If anything, this is a classic example of why writers and agents are going to have to make different decisions in the near future.

Kate Douglas said...

As a reader, I invest a certain amount of emotion in characters, and when a series is dropped mid way, I feel cheated. As an author, I'm facing this right now with the end of my Wolf Tales series, even though my publisher has given me plenty of warning and time to end the series. Still, after nine novellas and eleven novels with the same characters, writing this twelfth novel is hard--I'm still not comfortable letting go entirely. The characters have become real to me and my readers keep asking me about the children, wondering what plans I have for them.

I've got the ideas for a second generation series all drawn up, and with any luck I'll be able to write it at some point. I may have to, just to shut them up. Characters tend to take on lives of their own, and they can be a real nuisance, hanging around and demanding their stories. The really sad thing about publishers choosing to end a series without allowing the author a chance to do it right is that readers have gotten skittish about buying books in a series until it's complete. It becomes a catch-22: the first book doesn't sell well because readers are waiting for #2 and 3, but because sales are poor on the first ones, the second and third never make it to print. Personally, I want closure, whether as an author or a reader.

CFD Trade said...

That is just so sad. If I were in the author's shoes, I would be nursing a broken confidence for a longer period of time...is the biggest rationale for the publishers not taking on due to poor sales?

Anonymous said...

How do you know you want to read a series until you read the first book? Then how do you know it's even going to be a series till you buy the second? No wonder these series are getting cancelled..what about anticipation and suspense? Give the writers a chance, readers and publishers!

Lucy said...

I think I'd self-pub/e-pub. And Kim, of course you're quite right that it's not good business sense. If I did it, I'd make sure things wrapped up pretty quickly--let's say, within a book or two.

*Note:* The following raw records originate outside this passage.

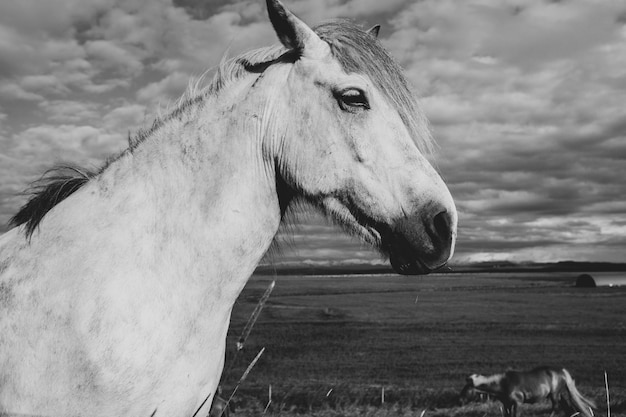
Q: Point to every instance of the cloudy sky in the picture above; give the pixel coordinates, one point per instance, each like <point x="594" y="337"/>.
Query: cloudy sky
<point x="527" y="100"/>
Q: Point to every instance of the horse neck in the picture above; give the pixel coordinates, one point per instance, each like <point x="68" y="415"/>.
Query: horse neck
<point x="198" y="194"/>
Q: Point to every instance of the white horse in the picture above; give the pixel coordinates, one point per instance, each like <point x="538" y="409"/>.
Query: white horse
<point x="116" y="287"/>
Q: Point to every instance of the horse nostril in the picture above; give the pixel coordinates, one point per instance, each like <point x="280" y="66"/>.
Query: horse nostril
<point x="442" y="224"/>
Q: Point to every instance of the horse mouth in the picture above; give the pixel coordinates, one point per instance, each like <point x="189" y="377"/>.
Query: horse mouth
<point x="402" y="255"/>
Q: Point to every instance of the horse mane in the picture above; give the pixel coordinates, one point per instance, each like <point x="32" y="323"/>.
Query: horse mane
<point x="355" y="50"/>
<point x="54" y="186"/>
<point x="359" y="52"/>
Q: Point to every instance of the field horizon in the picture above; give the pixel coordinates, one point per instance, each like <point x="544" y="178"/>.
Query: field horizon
<point x="333" y="343"/>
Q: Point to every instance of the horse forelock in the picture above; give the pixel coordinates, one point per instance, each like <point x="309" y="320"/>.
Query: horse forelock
<point x="359" y="52"/>
<point x="354" y="49"/>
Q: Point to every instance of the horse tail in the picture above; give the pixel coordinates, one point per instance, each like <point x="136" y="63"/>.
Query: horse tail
<point x="584" y="405"/>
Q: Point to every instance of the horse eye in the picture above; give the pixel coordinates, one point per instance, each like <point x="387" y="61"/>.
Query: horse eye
<point x="352" y="99"/>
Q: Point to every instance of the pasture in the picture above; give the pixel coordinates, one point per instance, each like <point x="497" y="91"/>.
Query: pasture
<point x="333" y="342"/>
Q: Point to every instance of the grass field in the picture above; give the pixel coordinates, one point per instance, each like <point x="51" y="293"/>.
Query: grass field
<point x="333" y="342"/>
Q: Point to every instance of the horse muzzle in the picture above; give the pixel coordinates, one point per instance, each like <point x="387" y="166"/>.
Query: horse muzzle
<point x="421" y="243"/>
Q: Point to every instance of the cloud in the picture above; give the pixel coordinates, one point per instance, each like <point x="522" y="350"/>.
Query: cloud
<point x="526" y="101"/>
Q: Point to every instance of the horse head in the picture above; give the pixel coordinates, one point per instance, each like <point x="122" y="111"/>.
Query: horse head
<point x="357" y="149"/>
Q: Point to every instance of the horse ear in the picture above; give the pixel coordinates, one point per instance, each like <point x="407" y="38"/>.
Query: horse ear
<point x="293" y="33"/>
<point x="374" y="31"/>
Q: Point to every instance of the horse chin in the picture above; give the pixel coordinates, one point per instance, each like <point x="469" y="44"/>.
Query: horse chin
<point x="379" y="236"/>
<point x="404" y="266"/>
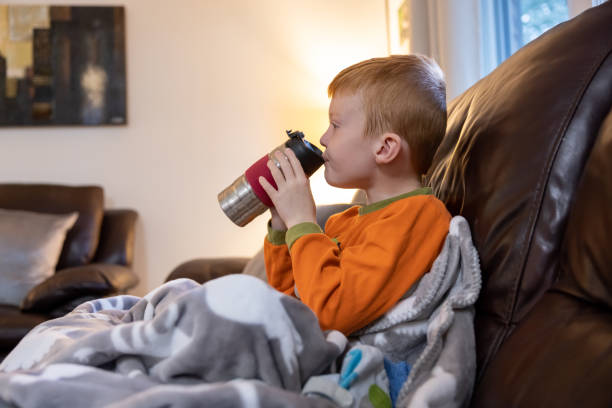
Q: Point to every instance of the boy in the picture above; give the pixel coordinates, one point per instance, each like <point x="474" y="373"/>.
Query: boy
<point x="387" y="117"/>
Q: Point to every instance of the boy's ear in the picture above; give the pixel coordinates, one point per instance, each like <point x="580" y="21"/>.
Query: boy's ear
<point x="388" y="146"/>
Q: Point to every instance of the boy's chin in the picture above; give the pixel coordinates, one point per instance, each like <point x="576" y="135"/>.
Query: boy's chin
<point x="337" y="183"/>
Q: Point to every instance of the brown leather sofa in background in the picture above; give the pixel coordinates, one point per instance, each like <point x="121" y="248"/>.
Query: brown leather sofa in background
<point x="535" y="139"/>
<point x="95" y="260"/>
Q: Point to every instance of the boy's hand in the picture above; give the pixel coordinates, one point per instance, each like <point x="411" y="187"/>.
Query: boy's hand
<point x="293" y="199"/>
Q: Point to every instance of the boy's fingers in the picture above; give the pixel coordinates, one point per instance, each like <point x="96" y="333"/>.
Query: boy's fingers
<point x="268" y="188"/>
<point x="295" y="163"/>
<point x="278" y="176"/>
<point x="285" y="165"/>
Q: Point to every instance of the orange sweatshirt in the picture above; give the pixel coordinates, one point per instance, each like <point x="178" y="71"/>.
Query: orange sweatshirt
<point x="365" y="262"/>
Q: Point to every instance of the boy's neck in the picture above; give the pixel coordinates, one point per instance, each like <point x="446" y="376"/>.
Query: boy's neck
<point x="391" y="188"/>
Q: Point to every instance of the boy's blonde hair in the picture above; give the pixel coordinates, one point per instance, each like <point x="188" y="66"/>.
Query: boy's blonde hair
<point x="403" y="94"/>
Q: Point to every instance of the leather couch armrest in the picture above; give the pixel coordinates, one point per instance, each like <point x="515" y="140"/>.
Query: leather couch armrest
<point x="92" y="280"/>
<point x="116" y="244"/>
<point x="204" y="269"/>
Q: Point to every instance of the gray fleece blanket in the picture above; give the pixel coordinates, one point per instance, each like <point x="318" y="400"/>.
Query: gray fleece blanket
<point x="236" y="342"/>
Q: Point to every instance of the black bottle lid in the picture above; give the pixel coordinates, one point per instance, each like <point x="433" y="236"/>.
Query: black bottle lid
<point x="309" y="155"/>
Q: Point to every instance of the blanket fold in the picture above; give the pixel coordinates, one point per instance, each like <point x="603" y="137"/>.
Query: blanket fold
<point x="235" y="341"/>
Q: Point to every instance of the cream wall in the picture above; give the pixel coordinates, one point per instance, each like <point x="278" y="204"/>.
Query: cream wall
<point x="211" y="87"/>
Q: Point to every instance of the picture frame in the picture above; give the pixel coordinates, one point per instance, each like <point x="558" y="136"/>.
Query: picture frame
<point x="398" y="16"/>
<point x="62" y="65"/>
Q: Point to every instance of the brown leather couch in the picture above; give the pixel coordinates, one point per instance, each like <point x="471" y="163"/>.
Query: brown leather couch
<point x="534" y="138"/>
<point x="95" y="260"/>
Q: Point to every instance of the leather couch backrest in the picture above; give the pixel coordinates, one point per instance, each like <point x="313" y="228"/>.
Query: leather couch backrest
<point x="586" y="267"/>
<point x="82" y="239"/>
<point x="523" y="135"/>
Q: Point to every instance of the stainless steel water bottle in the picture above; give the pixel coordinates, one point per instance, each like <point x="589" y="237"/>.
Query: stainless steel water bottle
<point x="245" y="199"/>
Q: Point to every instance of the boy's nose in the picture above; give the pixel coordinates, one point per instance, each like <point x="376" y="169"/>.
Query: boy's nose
<point x="323" y="140"/>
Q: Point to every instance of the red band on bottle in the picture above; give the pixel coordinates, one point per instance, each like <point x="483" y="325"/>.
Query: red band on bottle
<point x="252" y="174"/>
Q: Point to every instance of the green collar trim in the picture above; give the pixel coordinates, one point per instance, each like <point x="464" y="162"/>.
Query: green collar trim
<point x="383" y="203"/>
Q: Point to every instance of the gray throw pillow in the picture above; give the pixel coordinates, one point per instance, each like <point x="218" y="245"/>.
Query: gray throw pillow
<point x="30" y="246"/>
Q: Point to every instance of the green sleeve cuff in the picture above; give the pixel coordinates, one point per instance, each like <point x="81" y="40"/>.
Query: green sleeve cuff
<point x="299" y="230"/>
<point x="275" y="237"/>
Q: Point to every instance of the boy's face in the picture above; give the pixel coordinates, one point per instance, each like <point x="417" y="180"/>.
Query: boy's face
<point x="349" y="158"/>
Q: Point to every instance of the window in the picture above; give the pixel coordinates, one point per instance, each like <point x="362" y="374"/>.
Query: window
<point x="507" y="25"/>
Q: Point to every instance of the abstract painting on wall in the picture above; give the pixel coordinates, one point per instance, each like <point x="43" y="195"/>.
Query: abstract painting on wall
<point x="62" y="65"/>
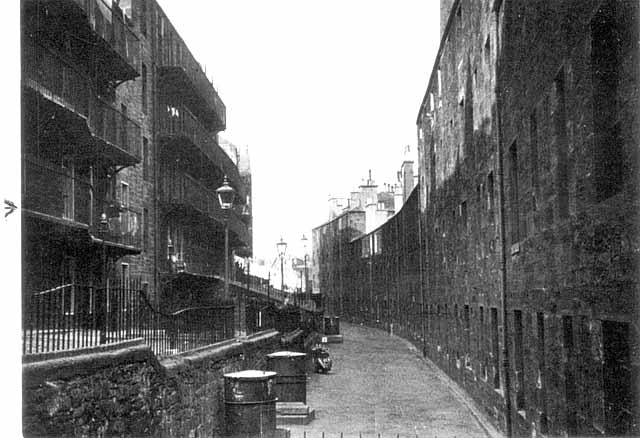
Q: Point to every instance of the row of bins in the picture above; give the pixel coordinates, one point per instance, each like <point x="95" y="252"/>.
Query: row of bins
<point x="250" y="395"/>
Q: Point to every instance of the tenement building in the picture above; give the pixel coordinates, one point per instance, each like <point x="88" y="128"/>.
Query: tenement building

At the same time, if a career is tanking, I don't think it's all bad to take a couple of years off, tie up loose ends, and come back with a whole new project under a different name. It's possible that the time to clean up and recharge may be what the writer needed anyway.

This is why people shouldn't quit their day jobs. :-)

J.V. Altharas said...

I was a fan of Law & Order from the first season, and though I don't disagree that it might have been time to wrap it up, I'm always the one wishing the author/director could have drawn things to a close properly.

E-books and self publishing have already been mentioned. With publishers understandably leery about picking up a series in the middle, I'd say getting cut short after three books sounds like the perfect time to strike out on your own and continue.

Even if you're still seeking publication for other works, abandoning an existing fan base doesn't make sense to me with real, economical options. The biggest spectre in self publishing is the marketing, and once a publisher has done that for you on several books in a series I'd be hard pressed to find an excuse not to continue.